Well, the holiday season is upon us, and Thanksgiving is just a couple of days away. Sky and I have been super busy in the kitchen the past couple of days preparing everything that we will be showcasing on our Thanksgiving table and we wanted to share with all of you some of our recipes that appear on our menu every year, like the one we are bringing to you today, our Cranberry Sauce. Cranberry Sauce is highly underrated in my opinion. Oftentimes, you see it sitting, lonely, in a bowl on the Thanksgiving or Christmas table, but not many people reach for it to fill their bellies. I want to believe that this is because your guests generally have SO MANY other options at these meals, rather than thinking it’s some grotesque sauce that is unworthy of consuming. The reason I want to believe the former, is because the Cranberry Sauce I am about to share with you is absolutely delicious! It has the perfect balance of sweetness, citrus flavor, and spice, and literally tastes like you are biting into the holidays. It’s also super simple to whip up, which is such an added bonus!

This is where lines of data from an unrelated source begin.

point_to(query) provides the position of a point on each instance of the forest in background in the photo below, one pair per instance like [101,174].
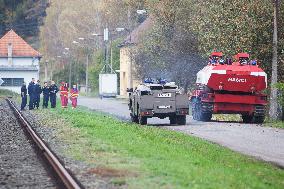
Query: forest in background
[23,16]
[183,34]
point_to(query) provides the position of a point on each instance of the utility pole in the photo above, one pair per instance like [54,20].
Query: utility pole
[87,75]
[70,73]
[45,70]
[273,95]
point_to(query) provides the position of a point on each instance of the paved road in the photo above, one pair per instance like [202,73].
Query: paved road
[264,143]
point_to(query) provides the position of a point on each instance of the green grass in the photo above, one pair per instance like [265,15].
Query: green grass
[148,157]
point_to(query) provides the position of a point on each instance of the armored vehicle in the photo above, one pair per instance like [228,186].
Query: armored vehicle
[230,88]
[158,100]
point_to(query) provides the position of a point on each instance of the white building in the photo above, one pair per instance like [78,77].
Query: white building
[19,62]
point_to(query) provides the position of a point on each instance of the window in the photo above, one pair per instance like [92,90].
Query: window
[12,81]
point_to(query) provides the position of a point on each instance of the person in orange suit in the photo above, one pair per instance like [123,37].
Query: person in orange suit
[74,93]
[64,94]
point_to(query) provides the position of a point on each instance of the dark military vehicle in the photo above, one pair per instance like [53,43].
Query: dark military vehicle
[158,100]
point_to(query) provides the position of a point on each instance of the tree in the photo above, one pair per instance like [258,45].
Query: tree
[273,110]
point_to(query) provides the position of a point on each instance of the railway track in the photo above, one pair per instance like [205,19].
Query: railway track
[50,158]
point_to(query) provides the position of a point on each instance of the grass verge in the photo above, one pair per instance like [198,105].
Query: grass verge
[148,157]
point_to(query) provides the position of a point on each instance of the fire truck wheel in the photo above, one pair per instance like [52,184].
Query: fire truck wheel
[247,118]
[206,116]
[181,120]
[196,110]
[134,119]
[259,119]
[173,120]
[142,120]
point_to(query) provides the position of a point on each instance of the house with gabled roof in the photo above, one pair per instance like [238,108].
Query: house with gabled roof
[19,62]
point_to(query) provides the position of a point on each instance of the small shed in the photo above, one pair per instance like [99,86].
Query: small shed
[19,62]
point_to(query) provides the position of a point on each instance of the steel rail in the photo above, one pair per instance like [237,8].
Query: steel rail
[64,175]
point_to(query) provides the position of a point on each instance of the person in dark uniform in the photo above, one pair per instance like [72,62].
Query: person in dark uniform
[45,92]
[52,93]
[24,96]
[31,92]
[38,91]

To make this sauce, you will need fresh cranberries (if you’d prefer some extra texture in your sauce, reserve about 1/2 cup of these fresh cranberries to add in after your sauce is done cooking), water, freshly squeezed orange juice, brown sugar, a cinnamon stick, and vanilla extract. You can also add in a little orange zest when it’s finished cooking if you prefer extra citrus flavor. If you plan on adding orange zest, I would just suggest that you zest your orange before juicing it, as it is much easier to zest a whole orange.
To prepare, begin by combining your cranberries (or remaining cranberries, if you’re reserving ½ cup), water, orange juice, and brown sugar together in a medium saucepan over medium heat. Stir occasionally as your mixture comes to a simmer. Once simmering, reduce your heat to medium-low. Cook 10 more minutes, stirring periodically, until the liquid has reduced and your cranberries have burst and thickened, producing a beautiful, rich, cranberry color.
Remove your sauce from the heat and stir in your vanilla extract. If you’re using orange zest or extra fresh cranberries, stir these in now as well. Your sauce will continue to thicken as it cools.
This Cranberry Sauce is excellent served warm or at room temperature. Your leftovers can be stored in an airtight container and refrigerated for up to 5 days.
For more of my Thanksgiving recipes, please make sure you check out my Candied Sweet Potatoes and Pumpkin Spice Cheesecake.
A perfectly sweetened Cranberry Sauce with a balance of citrus flavor and a hint of cinnamon! This is a super simple recipe that is perfect for your Thanksgiving or Christmas gathering!
1 (12-ounce) bag cranberries, rinsed *
3/4 cup water
1/4 cup freshly squeezed orange juice (about 1/2 large orange)
¾ cup packed light or dark brown sugar
1 cinnamon stick
1 teaspoon pure vanilla extract
1 teaspoon orange zest
*½ cup fresh cranberries, reserve to be stirred in for extra texture when sauce is finished cooking
- Read before beginning: If using optional orange zest, zest orange first before juicing it, as it is much easier to zest a whole orange that has not been squeezed.
- Also, for extra texture, reserve about ½ cup fresh cranberries; set aside to be stirred in when sauce is finished cooking.
- In a medium saucepan over medium heat, combine the cranberries (or remaining cranberries, if reserving ½ cup), water, orange juice, and brown sugar together. Stir occasionally as the mixture comes to a simmer. Once simmering, reduce heat to medium-low. Cook 10 more minutes, stirring periodically, until liquid has reduced and cranberries have burst and thickened.
- Remove from heat and stir in vanilla extract. If using orange zest or extra fresh cranberries, stir these in now as well. Sauce will continue to thicken as it cools.
- Sauce is excellent served warm or at room temperature. Store leftovers in airtight container and refrigerate for up to 5 days.